# does my 2year old have anxiety issues and what can i do to help her



## cathy (Feb 19, 2010)

We have a 2 yr old viszla who is a total dream, well behaved, able to be left on her own in the car or at home while we are out at work. She is affectionate, fun to be with etc etc. and we actually laugh at how gentle she is with everyone and dog she meets. The most dangerous bit of her is her tail which never stops wagging.

Occaisionally work takes us away for a week or so and she goes,with our kids to my parents and their two GSPs who she adores. 

While there this last time, she became full of mischief, a thief and chewed all she stole , she was agressive when on the lead with the two pointers, towards other dogs, and barked at people.

The visit coincided with the end of her first season and we are confused as to whether this was an adolescent blip or an anxiety problem and if anxiety what do we do?


----------



## Mercutio (Jan 18, 2010)

Hi Cathy,

I can't really help except to say that I had similar problems suddenly develop with my 2yr old as well - although he is a neutered male. Did she go back to her normal self once you got her home again or is she still being aggressive towards other dogs /people?

I have partially put down my problems with Mercutio to the fact that my husband was away and I was a little more stressed out than usual so maybe she was reacting to being away from you and her home.
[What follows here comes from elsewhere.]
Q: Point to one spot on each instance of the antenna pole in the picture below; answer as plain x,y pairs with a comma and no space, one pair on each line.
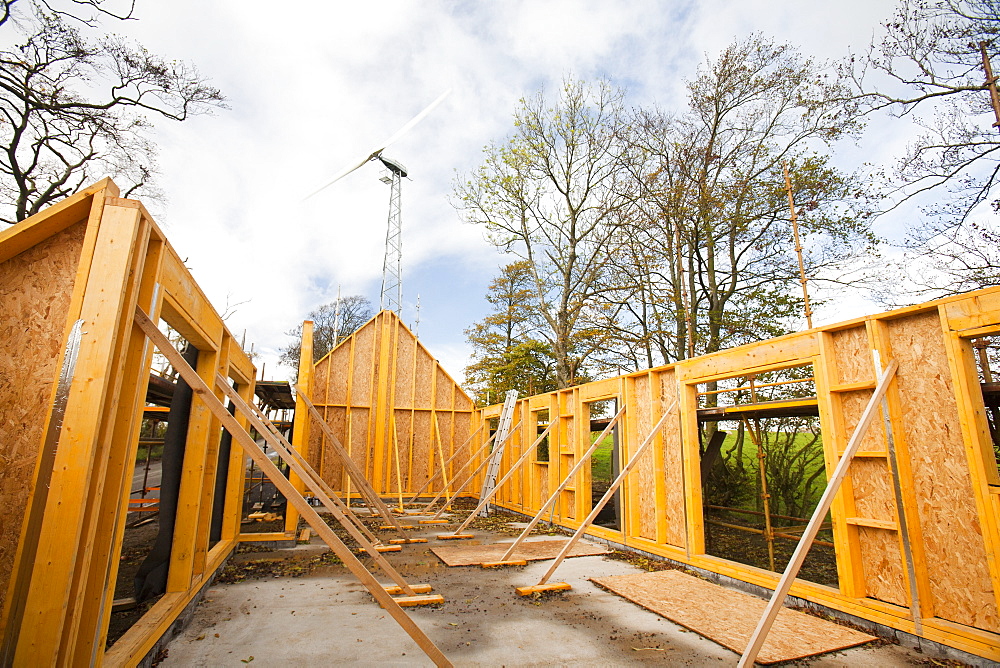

If your parents don't mind, maybe leave her there for a day or two just to see if it happens again so you know whether it is a problem to do with her going there - maybe anxiety - or whether it's something happening all the time now and so more likely a behavioural blip. 

With the help of a trainer (and the return of his 'dad') Mercutio's behaviour has improved so I'm sure there is hope for your problems too.


----------